This day in The Record in 1916
Tuesday, Oct. 24, 1916
A Cohoes man is scalded to death and a co-worker is seriously injured when a tank of boiling water explodes at the Crystal Bleachery, The Record reports.
Adelard Bellrose of 148 Bridge Avenue dies at about 1:30 p.m. of the injuries suffered in the explosion on Adams Avenue, Van Schaick Island. Henry Payatte is also badly scalded and “is not expected to live,” as of press time for our evening edition.
“Officials of the company are at loss concerning the cause of the explosion, but it is partly laid to steam pipes which coursed through the tank’s interior,” our Cohoes reporter writes.
“The tank was thirty feet in depth and was submerged twenty-five feet, so that only five feet of it was above the ground. When the explosion came sheets of the scalding water went up as high as the roof, then showered about the whole room.”
There are eight other men in the room besides Bellrose and Payatte, but all but one escape injury entirely, while Arthur Trahan is only “slightly injured.” These lucky men still “suffered from shock to such an extent that medical means had to be employed to enable them to control themselves.”
BALLOT BATTLE
Rensselaer County has decided to stick with voting machines for this November’s elections after a crisis caused by the late appearance of an extra slate of candidates. The debate goes on, however, over how the voting machines should be rearranged to accommodate the extra party.

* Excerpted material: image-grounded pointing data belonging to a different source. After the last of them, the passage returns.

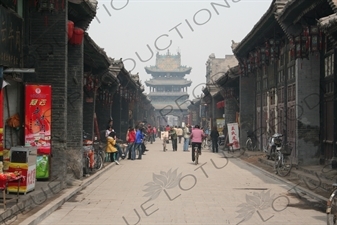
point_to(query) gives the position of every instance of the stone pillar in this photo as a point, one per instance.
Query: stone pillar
(307, 109)
(230, 110)
(48, 47)
(75, 110)
(247, 107)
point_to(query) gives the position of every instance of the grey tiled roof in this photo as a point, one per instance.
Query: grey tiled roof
(328, 21)
(169, 82)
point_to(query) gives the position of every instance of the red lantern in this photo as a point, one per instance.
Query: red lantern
(314, 38)
(77, 37)
(292, 48)
(70, 29)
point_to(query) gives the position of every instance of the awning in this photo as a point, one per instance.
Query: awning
(220, 104)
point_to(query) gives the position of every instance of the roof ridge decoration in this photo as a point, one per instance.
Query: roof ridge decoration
(328, 21)
(91, 3)
(270, 11)
(333, 4)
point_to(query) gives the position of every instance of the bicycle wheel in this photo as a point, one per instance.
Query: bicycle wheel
(331, 209)
(249, 144)
(98, 161)
(285, 165)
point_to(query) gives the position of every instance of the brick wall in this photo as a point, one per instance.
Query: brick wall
(75, 110)
(247, 106)
(307, 107)
(48, 45)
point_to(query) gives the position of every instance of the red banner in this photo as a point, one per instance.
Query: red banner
(1, 122)
(38, 117)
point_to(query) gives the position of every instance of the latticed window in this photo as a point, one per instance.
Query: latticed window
(329, 65)
(280, 95)
(291, 72)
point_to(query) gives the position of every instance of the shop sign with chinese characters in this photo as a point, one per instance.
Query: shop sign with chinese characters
(38, 117)
(233, 135)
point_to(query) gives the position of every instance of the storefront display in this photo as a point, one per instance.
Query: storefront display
(38, 125)
(1, 125)
(23, 162)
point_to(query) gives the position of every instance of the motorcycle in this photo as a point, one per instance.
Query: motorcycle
(92, 154)
(274, 143)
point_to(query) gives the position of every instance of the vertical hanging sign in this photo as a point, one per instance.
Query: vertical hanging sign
(233, 135)
(1, 113)
(38, 117)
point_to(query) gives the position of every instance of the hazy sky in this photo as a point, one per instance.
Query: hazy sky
(197, 29)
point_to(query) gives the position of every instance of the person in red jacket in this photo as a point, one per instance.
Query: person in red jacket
(131, 139)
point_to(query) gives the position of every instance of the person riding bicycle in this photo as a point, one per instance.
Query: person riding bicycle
(197, 136)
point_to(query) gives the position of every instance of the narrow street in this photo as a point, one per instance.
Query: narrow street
(167, 188)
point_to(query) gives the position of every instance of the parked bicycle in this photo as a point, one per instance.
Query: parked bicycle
(207, 143)
(92, 154)
(283, 160)
(251, 143)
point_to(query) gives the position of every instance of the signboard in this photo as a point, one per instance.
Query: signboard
(220, 123)
(233, 135)
(1, 122)
(29, 173)
(10, 38)
(38, 117)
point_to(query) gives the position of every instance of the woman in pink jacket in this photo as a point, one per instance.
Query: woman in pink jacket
(197, 136)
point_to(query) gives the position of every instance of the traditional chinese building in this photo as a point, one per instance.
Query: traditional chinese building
(168, 89)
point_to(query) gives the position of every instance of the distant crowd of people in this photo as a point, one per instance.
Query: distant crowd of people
(137, 136)
(135, 148)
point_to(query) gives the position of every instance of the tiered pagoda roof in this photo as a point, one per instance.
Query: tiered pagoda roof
(168, 64)
(159, 82)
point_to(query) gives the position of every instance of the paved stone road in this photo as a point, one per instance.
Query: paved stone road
(217, 191)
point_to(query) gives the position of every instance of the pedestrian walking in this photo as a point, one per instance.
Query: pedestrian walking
(111, 149)
(197, 135)
(214, 137)
(174, 137)
(155, 132)
(187, 135)
(139, 142)
(131, 138)
(180, 133)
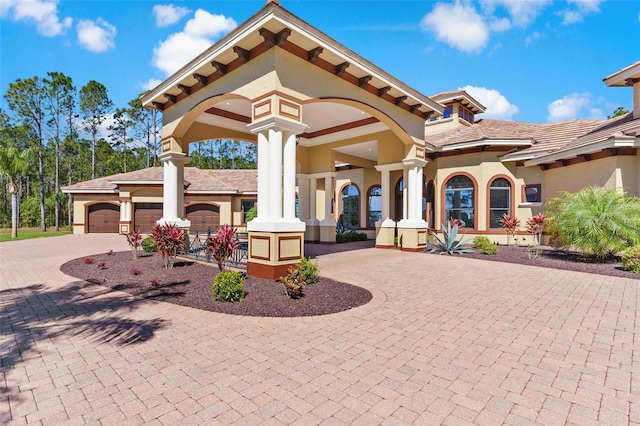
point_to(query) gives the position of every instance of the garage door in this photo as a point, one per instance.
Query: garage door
(104, 217)
(146, 215)
(203, 216)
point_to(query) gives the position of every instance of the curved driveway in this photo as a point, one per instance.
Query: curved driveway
(444, 340)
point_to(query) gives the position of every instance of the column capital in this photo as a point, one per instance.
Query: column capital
(174, 156)
(274, 122)
(419, 162)
(389, 167)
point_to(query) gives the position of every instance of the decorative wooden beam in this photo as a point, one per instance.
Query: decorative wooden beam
(341, 68)
(314, 54)
(184, 89)
(221, 69)
(201, 79)
(364, 80)
(400, 99)
(243, 54)
(383, 90)
(281, 37)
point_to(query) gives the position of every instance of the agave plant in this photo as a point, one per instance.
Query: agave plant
(449, 243)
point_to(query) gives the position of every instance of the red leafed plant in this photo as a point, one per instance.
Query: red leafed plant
(510, 224)
(222, 245)
(135, 241)
(535, 225)
(169, 241)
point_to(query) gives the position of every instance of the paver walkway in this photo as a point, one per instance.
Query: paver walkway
(444, 340)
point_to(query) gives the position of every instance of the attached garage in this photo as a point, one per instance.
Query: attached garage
(103, 217)
(203, 216)
(146, 215)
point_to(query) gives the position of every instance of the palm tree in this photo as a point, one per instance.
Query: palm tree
(13, 164)
(598, 221)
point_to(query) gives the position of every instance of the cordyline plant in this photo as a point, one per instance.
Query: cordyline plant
(448, 244)
(222, 245)
(135, 241)
(169, 241)
(510, 224)
(535, 225)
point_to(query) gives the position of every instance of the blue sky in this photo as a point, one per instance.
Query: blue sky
(526, 60)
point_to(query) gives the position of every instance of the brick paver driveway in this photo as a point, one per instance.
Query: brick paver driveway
(445, 340)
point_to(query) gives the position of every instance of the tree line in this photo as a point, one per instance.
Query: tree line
(54, 135)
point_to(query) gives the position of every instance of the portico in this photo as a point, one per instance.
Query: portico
(312, 107)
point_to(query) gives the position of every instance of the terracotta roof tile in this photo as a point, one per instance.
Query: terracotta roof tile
(197, 180)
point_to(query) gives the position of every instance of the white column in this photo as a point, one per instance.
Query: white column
(313, 190)
(275, 173)
(289, 176)
(263, 176)
(173, 189)
(328, 197)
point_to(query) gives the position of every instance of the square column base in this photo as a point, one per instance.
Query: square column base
(327, 232)
(412, 239)
(271, 254)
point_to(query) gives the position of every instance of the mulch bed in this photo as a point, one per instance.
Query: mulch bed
(189, 284)
(549, 258)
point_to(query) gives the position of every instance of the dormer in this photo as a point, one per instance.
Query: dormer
(460, 110)
(628, 77)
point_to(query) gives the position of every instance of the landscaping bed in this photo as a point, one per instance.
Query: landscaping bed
(549, 258)
(189, 284)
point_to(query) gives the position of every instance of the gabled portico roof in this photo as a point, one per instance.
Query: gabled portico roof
(275, 26)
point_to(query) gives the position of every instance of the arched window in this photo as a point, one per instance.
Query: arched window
(459, 195)
(499, 201)
(350, 210)
(374, 205)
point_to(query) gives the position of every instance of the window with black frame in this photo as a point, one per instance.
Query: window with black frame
(459, 201)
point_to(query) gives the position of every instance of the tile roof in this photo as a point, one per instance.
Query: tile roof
(197, 180)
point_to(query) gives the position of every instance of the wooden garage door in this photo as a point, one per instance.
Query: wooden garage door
(146, 215)
(103, 217)
(203, 216)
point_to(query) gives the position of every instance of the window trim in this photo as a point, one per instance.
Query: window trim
(512, 199)
(367, 203)
(524, 193)
(443, 190)
(339, 205)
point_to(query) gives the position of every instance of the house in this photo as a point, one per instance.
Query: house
(340, 138)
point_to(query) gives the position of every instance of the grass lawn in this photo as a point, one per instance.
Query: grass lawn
(28, 233)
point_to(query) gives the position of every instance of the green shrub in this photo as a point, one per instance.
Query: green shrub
(485, 245)
(347, 237)
(228, 287)
(308, 270)
(631, 259)
(148, 245)
(597, 221)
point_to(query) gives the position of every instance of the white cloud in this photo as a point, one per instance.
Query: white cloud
(44, 13)
(522, 13)
(575, 105)
(96, 36)
(168, 14)
(152, 83)
(582, 9)
(497, 105)
(458, 25)
(179, 48)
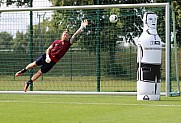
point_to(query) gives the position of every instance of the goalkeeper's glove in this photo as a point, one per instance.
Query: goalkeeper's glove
(48, 60)
(83, 25)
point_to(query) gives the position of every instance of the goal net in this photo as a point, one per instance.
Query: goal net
(103, 59)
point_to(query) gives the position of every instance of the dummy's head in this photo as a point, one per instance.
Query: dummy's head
(150, 21)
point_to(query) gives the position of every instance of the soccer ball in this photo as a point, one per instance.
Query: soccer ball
(113, 18)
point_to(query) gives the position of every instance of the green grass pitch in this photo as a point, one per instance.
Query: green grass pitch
(32, 108)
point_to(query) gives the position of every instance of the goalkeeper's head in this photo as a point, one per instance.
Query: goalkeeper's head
(150, 20)
(65, 36)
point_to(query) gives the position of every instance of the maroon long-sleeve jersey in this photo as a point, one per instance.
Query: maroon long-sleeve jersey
(59, 49)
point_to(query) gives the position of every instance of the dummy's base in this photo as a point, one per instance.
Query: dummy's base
(148, 97)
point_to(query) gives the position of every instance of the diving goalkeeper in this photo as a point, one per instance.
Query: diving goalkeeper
(53, 54)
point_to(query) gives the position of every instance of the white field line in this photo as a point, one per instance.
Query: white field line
(89, 103)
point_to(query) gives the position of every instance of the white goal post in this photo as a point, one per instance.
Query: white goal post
(167, 34)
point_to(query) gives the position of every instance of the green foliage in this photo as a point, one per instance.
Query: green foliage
(5, 40)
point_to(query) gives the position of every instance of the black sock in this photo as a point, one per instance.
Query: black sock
(23, 70)
(30, 81)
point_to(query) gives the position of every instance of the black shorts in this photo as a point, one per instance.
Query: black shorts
(45, 67)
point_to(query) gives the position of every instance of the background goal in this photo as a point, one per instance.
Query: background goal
(102, 60)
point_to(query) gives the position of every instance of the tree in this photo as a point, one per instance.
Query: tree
(18, 3)
(5, 40)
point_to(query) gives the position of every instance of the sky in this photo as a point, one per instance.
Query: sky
(19, 21)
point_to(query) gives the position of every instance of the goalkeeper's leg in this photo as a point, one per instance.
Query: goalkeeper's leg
(29, 66)
(35, 77)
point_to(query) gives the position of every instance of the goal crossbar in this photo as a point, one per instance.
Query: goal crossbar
(167, 23)
(84, 7)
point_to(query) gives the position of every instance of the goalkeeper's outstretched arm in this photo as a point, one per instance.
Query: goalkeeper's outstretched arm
(83, 25)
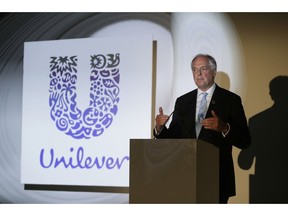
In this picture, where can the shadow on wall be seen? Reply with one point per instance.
(269, 147)
(222, 79)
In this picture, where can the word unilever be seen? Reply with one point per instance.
(80, 160)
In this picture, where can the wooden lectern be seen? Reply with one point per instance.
(173, 171)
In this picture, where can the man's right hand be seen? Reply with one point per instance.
(160, 119)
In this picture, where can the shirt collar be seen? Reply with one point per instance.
(209, 91)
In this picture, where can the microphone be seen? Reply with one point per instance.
(162, 126)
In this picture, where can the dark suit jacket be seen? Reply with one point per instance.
(228, 107)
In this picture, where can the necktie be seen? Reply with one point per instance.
(201, 113)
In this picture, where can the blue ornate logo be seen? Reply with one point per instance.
(104, 95)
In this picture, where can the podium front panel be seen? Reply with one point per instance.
(167, 171)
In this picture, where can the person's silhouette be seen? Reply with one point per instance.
(269, 146)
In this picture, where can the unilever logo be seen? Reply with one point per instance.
(104, 95)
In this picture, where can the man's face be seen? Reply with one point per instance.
(202, 73)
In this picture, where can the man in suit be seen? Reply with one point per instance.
(224, 124)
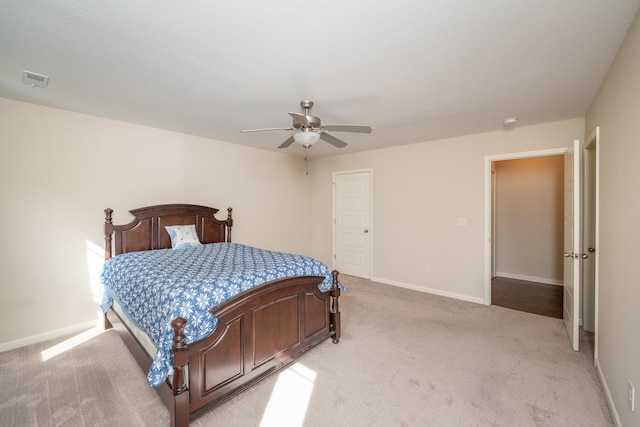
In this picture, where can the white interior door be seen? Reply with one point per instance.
(572, 244)
(352, 237)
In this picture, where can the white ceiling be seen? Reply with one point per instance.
(414, 70)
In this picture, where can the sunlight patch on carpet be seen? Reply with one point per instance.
(72, 342)
(289, 400)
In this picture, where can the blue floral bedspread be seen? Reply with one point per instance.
(155, 287)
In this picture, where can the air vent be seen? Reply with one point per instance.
(34, 79)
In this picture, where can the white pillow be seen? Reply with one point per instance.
(183, 236)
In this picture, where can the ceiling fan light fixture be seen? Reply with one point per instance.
(306, 137)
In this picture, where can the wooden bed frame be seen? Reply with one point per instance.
(259, 331)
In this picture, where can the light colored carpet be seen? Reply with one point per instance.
(405, 359)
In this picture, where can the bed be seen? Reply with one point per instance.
(257, 332)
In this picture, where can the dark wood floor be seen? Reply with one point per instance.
(532, 297)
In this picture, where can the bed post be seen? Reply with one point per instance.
(180, 410)
(335, 309)
(229, 224)
(108, 232)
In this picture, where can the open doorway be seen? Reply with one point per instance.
(527, 230)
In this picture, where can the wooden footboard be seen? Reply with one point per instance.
(258, 333)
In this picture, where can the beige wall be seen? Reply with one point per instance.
(616, 110)
(529, 212)
(60, 170)
(419, 192)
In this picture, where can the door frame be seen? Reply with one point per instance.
(333, 213)
(593, 143)
(488, 206)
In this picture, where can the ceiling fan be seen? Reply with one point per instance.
(310, 129)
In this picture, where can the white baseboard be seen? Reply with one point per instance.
(607, 393)
(429, 290)
(529, 278)
(10, 345)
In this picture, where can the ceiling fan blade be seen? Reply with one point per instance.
(265, 129)
(348, 128)
(300, 118)
(338, 143)
(287, 143)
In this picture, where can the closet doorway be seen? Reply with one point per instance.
(526, 209)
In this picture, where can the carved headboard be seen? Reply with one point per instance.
(146, 231)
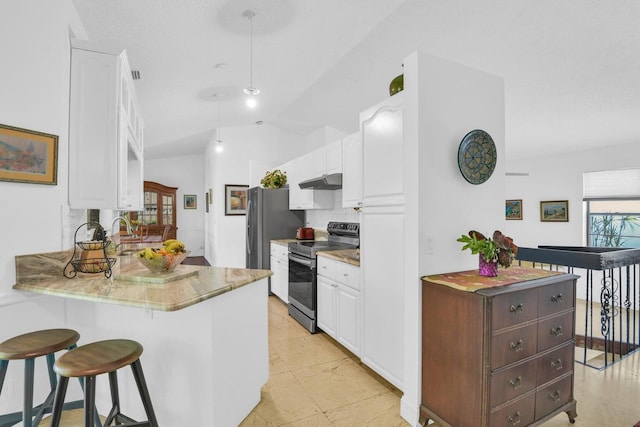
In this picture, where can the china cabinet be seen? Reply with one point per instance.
(105, 131)
(504, 353)
(159, 209)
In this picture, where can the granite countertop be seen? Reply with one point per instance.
(350, 256)
(42, 273)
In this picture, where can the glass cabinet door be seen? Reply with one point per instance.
(167, 209)
(150, 212)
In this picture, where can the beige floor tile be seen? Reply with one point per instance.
(307, 350)
(380, 410)
(283, 400)
(319, 420)
(338, 383)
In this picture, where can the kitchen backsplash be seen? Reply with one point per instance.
(319, 218)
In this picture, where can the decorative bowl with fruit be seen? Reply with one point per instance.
(164, 259)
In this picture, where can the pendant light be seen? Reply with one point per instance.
(219, 146)
(251, 90)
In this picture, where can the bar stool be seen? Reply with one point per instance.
(28, 347)
(91, 360)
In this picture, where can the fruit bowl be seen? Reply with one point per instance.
(163, 263)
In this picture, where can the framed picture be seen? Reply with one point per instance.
(513, 209)
(235, 199)
(554, 211)
(28, 156)
(190, 201)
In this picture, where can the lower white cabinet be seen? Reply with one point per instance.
(280, 268)
(339, 302)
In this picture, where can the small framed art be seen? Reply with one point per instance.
(554, 211)
(513, 209)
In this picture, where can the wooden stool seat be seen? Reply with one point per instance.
(38, 343)
(28, 347)
(91, 360)
(98, 358)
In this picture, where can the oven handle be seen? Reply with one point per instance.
(300, 260)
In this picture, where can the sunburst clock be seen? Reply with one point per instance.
(477, 156)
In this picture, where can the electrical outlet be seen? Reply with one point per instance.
(8, 392)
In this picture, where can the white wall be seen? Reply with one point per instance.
(444, 101)
(34, 88)
(243, 146)
(186, 173)
(559, 177)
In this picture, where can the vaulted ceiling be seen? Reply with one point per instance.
(570, 67)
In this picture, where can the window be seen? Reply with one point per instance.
(613, 208)
(613, 223)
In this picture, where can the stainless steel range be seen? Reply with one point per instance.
(302, 269)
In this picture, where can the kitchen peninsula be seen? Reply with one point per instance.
(204, 333)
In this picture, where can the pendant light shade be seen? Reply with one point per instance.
(251, 90)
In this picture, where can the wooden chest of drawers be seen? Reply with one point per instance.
(499, 352)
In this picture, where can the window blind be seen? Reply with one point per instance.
(615, 184)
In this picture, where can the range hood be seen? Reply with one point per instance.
(325, 182)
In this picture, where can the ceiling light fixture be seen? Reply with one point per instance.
(251, 90)
(219, 147)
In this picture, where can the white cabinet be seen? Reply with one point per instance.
(334, 157)
(280, 268)
(105, 131)
(338, 301)
(352, 171)
(382, 227)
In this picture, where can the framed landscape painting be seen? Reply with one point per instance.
(554, 211)
(190, 201)
(28, 156)
(513, 209)
(235, 199)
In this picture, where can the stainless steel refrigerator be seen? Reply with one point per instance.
(268, 218)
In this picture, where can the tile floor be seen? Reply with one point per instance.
(315, 382)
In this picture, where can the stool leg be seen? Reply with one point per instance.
(58, 401)
(89, 401)
(3, 372)
(27, 411)
(136, 367)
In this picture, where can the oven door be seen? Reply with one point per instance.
(302, 286)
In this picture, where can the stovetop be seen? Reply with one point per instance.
(342, 235)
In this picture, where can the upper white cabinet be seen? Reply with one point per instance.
(334, 157)
(352, 171)
(105, 131)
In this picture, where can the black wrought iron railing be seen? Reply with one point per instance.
(607, 299)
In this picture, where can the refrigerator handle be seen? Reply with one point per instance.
(248, 226)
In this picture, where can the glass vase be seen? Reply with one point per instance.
(487, 268)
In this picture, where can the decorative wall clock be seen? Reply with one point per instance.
(477, 156)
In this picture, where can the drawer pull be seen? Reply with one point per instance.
(557, 298)
(517, 383)
(517, 309)
(557, 364)
(517, 346)
(514, 419)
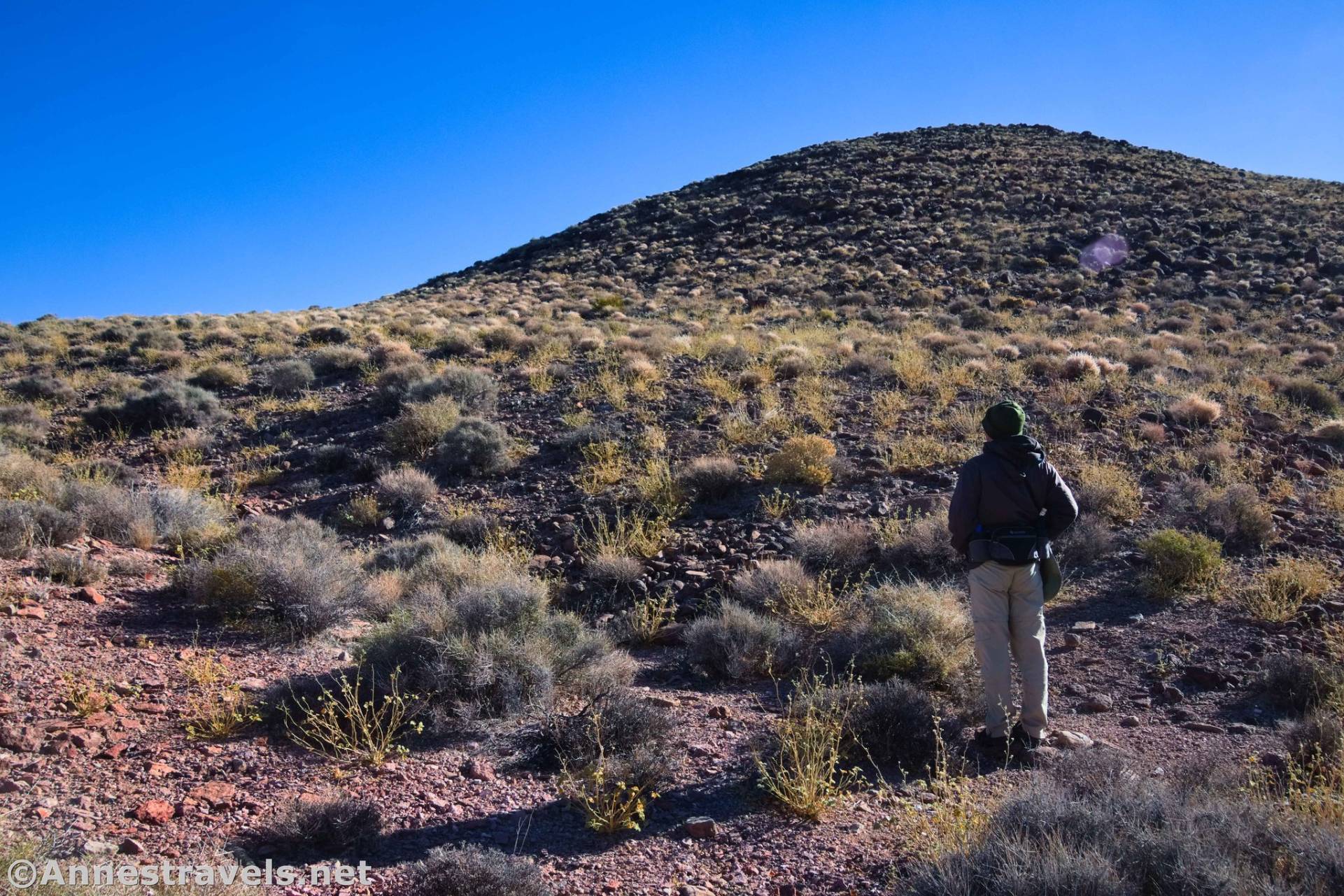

Representatives of the Automatic Registering Machine company have been showing municipalities throughout New York how to rearrange the names on its machines. Since there are eight parties in the field, but room for only seven on the machines, “the parties were so arranged that in some instances the voters had to seek his candidates in groups.”
Nevertheless, “it was agreed that all would have an equal chance to vote freely and correctly under the arrangement.” Or so it was agreed until the state chairman of the Prohibition party proposed an alternate layout that would give all but the two smallest parties, the Independence League and the American Party, lines of their own.
The state attorney general has approved both arrangements, but the fourman county board, with two Democrats and two Republicans, has a hard time deciding between them. The Democrats prefer the layout suggested by the Prohibitionists, while the Republicans warn that yet another change will only confuse voters.
The vote on the layout is a party-line tie, but with Republican Andrew Delaney conceding that “we can’t stay tied,” the GOP commissioners join with the Democrats on the second vote.